Macro Economics Chapter 11 Key Words Flashcards
automatic stabilizers
Federal expenditures and tax revenues that automatically change levels in order to stabilize an economic expansion or contraction; sometimes referred to as nondiscretionary fiscal policy.
balanced budget multiplier
An equal change in government spending and taxes, which changes aggregate demand by the amount of the change in government spending.
budget deficit
A budget in which government expenditures exceed government revenues in a given time period.
budget surplus
A budget in which government revenues exceed government expenditures in a given time period.
discretionary fiscal policy
The deliberate use of changes in government spending or taxes to alter aggregate demand and stabilize the economy.
fiscal policy
The use of government spending and taxes to influence the nation’s spending, employment, and price level.
laffer curve
A graph depicting the relationship between tax rates and total tax revenues.
marginal propensity to consume (MPC)
The change in consumption spending resulting from a given change in income.

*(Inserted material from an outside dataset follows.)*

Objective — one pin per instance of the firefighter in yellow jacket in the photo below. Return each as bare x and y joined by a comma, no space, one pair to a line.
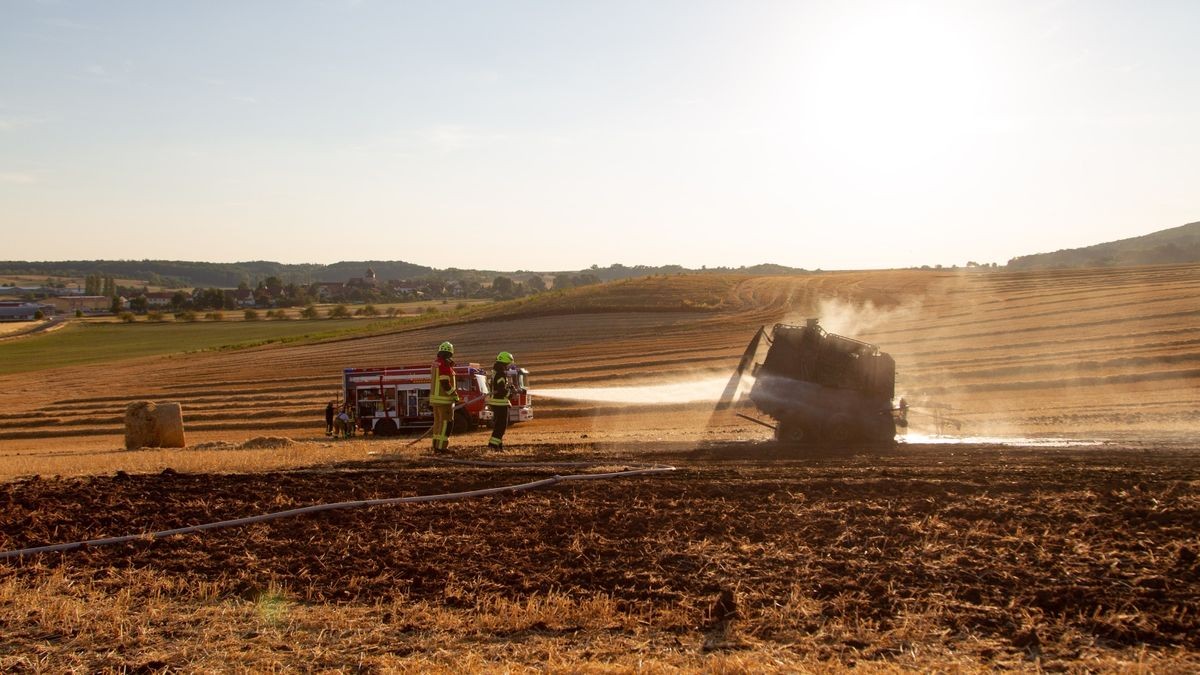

marginal propensity to save (MPS)
The change in saving resulting from a given change in income.
spending multiplier (SM)
The ratio of the change in real GDP to an initial change in any component of aggregate expenditures, including consumption, investment, government spending, and net exports. As a formula, spending multiplier equals 1/(1 - MPC) or 1/MPS.
supply-side fiscal policy
A fiscal policy that emphasizes government policies that increase aggregate supply in order to achieve long-run growth in real output, full employment, and a lower price level.
tax multiplier
The change in aggregate demand (total spending) resulting from an initial change in taxes. As a formula, tax multiplier equals 1 - spending multiplier.